Die Fußball-EM 2024 bringt nicht nur Freude oder Enttäuschung mit sich – je nachdem, welcher Mannschaft man die Daumen drückt. Sie kann durchaus auch gesundheitliche Folgen haben. Und zwar in Form eines um mehr als das Doppelte erhöhte Herzinfarktrisikos. Das haben Kardiologen des Universitätsklinikums München-Großhadern bereits im Vorfeld der EURO 2008 im „New England Journal of Medicine“ berichtet. Grundsätzlich sind Herz-Kreislauf-Erkrankungen die häufigste Todesursache in Österreich, wie wir hier berichtet haben.
Die deutschen Herzspezialisten hatten die Einsatzprotokolle von 24 Notarztstandorten im Großraum München während der Fußball-Weltmeisterschaft 2006 (9. Juni bis 9. Juli 2006) ausgewertet. Demnach ist das Zuschauen beim Kampf um Ball und Tore für Männer deutlich gefährlicher. Wie die Studienautorin Ute Wilbert-Lampen und ihre Co-Autoren schrieben. Bei ihnen steigt das Risiko für Infarkte auf das 3,26-Fache, bei Frauen auf das 1,82-Fache. Zum Vergleich dienten den Medizinern Herzanfall-Zahlen aus Zeiträumen, in denen die deutsche Nationalmannschaft nicht um den begehrten goldenen Pokal gekickt hatte, zum Beispiel vom 1. Mai bis 8. Juni 2006 und vom 10. Juli bis 31. Juli 2006. Die meisten Notfälle ereigneten sich in den ersten beiden Stunden nach dem Beginn des Spiels, berichteten die Ärzte.
Plötzlicher Herztod
Dass Aufregung vor dem TV-Bildschirm wegen solcher Fußball-Großereignisse – derzeit auch mit vielen Österreichern, die um den Erfolg der Nationalelf unter Ralf Ragnick zittern – mit mehr Fällen von plötzlichem Herztod zusammenhängen, ist wissenschaftlich bereits sehr gut belegt. Schweizer Kardiologen aus Lausanne hatten dazu bereits Daten bei der Fußball-WM des Jahres 2002 gesammelt. „Unsere Studie zeigt einen Anstieg der Fälle von plötzlichem Herztod außerhalb der Spitäler in der Bevölkerung der Erwachsenen in der Schweiz während der FIFA-WM des Jahres 2002 im Vergleich zur selben Periode im Jahr 2001“, erklärte Eugene Katz dann beim Europäischen Kardiologenkongress 2003 in Wien. In der Schweiz war eine 60-prozentige Steigerung der Herztodesfälle außerhalb der Spitäler registriert worden. Zuvor hatte im ebenfalls fußballbegeisterten England eine Wissenschaftergruppe am 30. Juni 1998, als Englands Equipe gegen Argentinien verlor, eine plötzliche Erhöhung der Zahl der akuten Herzinfarkte um 25 Prozent festgestellt.

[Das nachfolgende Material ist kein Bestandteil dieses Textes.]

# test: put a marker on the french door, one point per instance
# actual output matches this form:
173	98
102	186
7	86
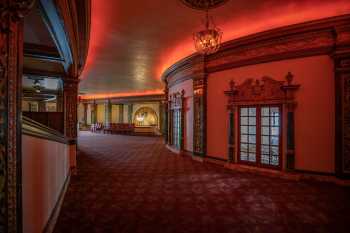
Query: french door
260	135
176	130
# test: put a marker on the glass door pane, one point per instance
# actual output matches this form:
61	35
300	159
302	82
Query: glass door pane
270	135
248	134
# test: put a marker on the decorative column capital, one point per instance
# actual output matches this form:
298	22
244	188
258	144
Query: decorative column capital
70	92
13	10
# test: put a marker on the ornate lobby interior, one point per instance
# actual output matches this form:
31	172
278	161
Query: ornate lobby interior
176	116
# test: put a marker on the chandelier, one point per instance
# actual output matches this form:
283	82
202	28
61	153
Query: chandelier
37	86
206	41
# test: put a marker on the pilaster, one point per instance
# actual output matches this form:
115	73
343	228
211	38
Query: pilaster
70	93
11	66
200	114
342	84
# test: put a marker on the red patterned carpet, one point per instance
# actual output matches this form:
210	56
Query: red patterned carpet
132	184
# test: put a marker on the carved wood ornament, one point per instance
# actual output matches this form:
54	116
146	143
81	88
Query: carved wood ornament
176	105
264	91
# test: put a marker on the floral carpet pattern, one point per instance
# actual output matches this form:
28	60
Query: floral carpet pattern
128	184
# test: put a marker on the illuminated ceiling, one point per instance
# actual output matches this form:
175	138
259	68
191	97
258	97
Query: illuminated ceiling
133	42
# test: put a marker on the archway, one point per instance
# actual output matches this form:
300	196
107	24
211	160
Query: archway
145	117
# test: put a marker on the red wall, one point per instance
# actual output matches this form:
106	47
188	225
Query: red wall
314	119
187	86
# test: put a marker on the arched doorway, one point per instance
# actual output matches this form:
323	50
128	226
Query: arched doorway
145	117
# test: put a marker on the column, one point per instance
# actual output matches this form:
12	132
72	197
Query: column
121	114
342	115
166	114
93	112
108	112
161	116
42	106
231	135
85	105
130	111
59	102
199	117
290	136
11	66
70	94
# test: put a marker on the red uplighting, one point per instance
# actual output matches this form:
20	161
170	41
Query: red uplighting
117	95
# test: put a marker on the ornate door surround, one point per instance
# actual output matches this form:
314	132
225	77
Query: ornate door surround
263	92
176	112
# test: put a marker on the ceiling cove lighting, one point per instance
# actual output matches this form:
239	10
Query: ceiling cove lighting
206	41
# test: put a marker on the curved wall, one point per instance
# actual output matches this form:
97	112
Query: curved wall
187	86
314	115
316	53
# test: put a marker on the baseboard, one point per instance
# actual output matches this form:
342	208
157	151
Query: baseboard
172	149
51	223
296	175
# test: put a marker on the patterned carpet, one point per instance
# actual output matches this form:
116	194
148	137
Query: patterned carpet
128	184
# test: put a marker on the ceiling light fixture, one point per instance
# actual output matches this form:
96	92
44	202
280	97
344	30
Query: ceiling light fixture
37	86
207	41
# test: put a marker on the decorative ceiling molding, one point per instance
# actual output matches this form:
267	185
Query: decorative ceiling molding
128	99
300	40
203	4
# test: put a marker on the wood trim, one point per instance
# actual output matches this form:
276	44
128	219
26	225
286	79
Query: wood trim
301	40
128	99
258	163
35	129
50	225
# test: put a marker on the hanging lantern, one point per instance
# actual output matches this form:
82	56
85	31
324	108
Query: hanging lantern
208	41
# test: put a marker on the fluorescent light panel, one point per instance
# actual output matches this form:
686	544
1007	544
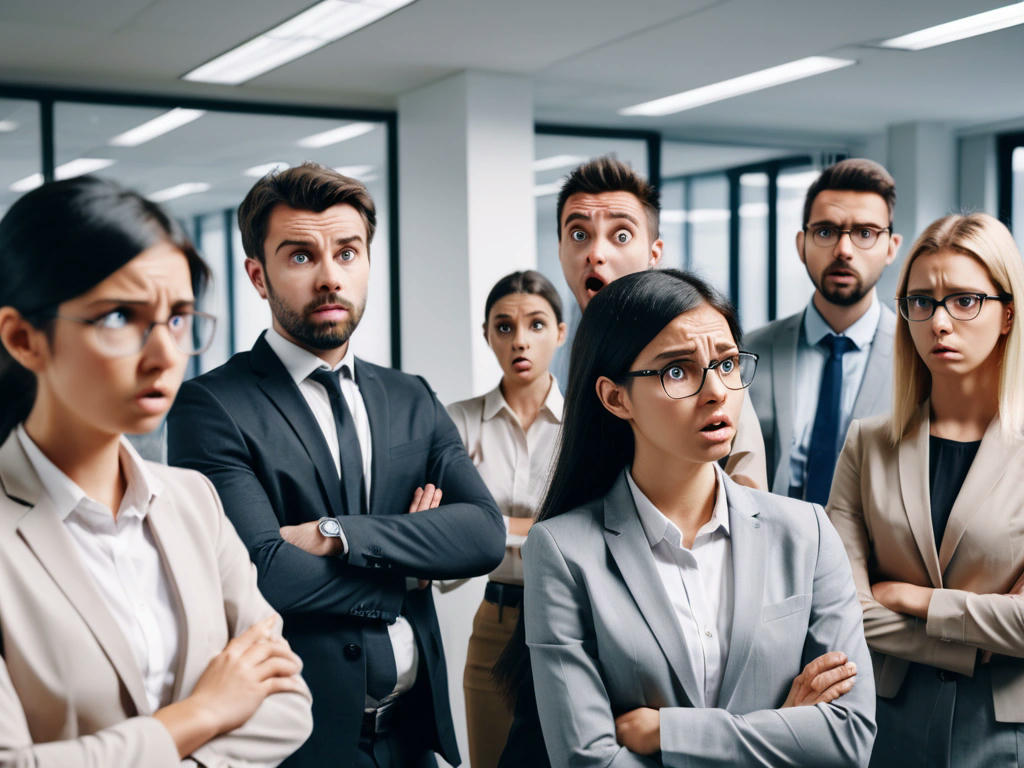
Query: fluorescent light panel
156	127
302	34
979	24
802	68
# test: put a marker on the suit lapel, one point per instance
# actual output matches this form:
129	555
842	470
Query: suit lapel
913	471
276	384
628	544
44	532
375	399
748	540
994	455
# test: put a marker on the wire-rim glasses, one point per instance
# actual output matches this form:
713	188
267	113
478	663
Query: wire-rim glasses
686	378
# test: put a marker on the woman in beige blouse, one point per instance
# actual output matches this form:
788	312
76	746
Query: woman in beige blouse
511	433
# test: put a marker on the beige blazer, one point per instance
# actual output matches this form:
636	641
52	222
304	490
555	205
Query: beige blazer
71	692
880	506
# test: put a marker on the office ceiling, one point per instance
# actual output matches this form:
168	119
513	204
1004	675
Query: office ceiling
587	58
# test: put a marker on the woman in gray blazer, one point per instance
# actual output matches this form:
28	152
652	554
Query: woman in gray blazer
673	616
930	505
131	630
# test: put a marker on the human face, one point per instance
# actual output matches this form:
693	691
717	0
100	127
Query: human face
603	238
845	274
952	347
314	274
523	334
82	386
693	430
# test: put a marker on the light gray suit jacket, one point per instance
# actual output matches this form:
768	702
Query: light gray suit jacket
772	389
603	639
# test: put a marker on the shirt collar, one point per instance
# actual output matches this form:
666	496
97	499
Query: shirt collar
141	491
300	363
657	527
494	402
860	333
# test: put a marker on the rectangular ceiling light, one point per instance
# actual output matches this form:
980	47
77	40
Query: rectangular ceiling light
336	135
979	24
302	34
756	81
178	190
156	127
71	169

Ein Mix aus Risikofaktoren
Wahrscheinlich ist ein Mix aus Risikofaktoren für den Anstieg an Herzinfarkt und Co. bei Fußball-Großereignissen verantwortlich. Eugene Katz begründete das Phänomen so: „Wir interpretieren das als einen Anstieg durch psychischen Stress, Alkohol, Tabak und verringerte medizinische Betreuung bzw. auch verringerte körperliche Aktivität der Fußballanhänger. David Leistner, einer der Autoren der Münchener Studie aus dem Jahr 2008, jetzt Direktor des Herz- und Gefäßzentrums der Medizinischen Klinik 3 und der Universitätsmedizin Frankfurt/Main, wurde im Deutschen Ärzteblatt so zitiert: „Ich denke, was kausal dem Massenereignis ‚Fussball-Turnier‘ und dem damit verbundenen Stress – positiv wie negativ – zuzuschreiben ist, ist schwer zu klären. Vermutlich ist die Summation aus wenig Schlaf, Lärm, Feinstaub, ungesunder Lebensweise und eingeschränkter Compliance (unregelmäßige Einnahme von Blutdruckmedikamenten etc.) plus der Aufregung des Turniers eine Konstellation, die in Summe die Herzgesundheit negativ beeinflusst.“
Wer besonders vorsichtig sein sollte
Vorsichtig sollten vor allem Menschen sein, die bereits eine Herz-Kreislauf-Erkrankung haben. „Blutdruckspitzen, Fastfood, Alkoholkonsum, Schlafmangel, vergessene Tabletten - das kann für vorerkrankte Herzen eine Herausforderung sein“, mahnte Leistner und riet, eine konsequente Medikamenteneinnahme sicherzustellen. Die ärztliche Beratung sollte darauf ausgerichtet sein, Betroffene beispielsweise zur Blutdruckmessung vor dem Public Viewing zu motivieren und bei hohen Werten entsprechend zu reagieren.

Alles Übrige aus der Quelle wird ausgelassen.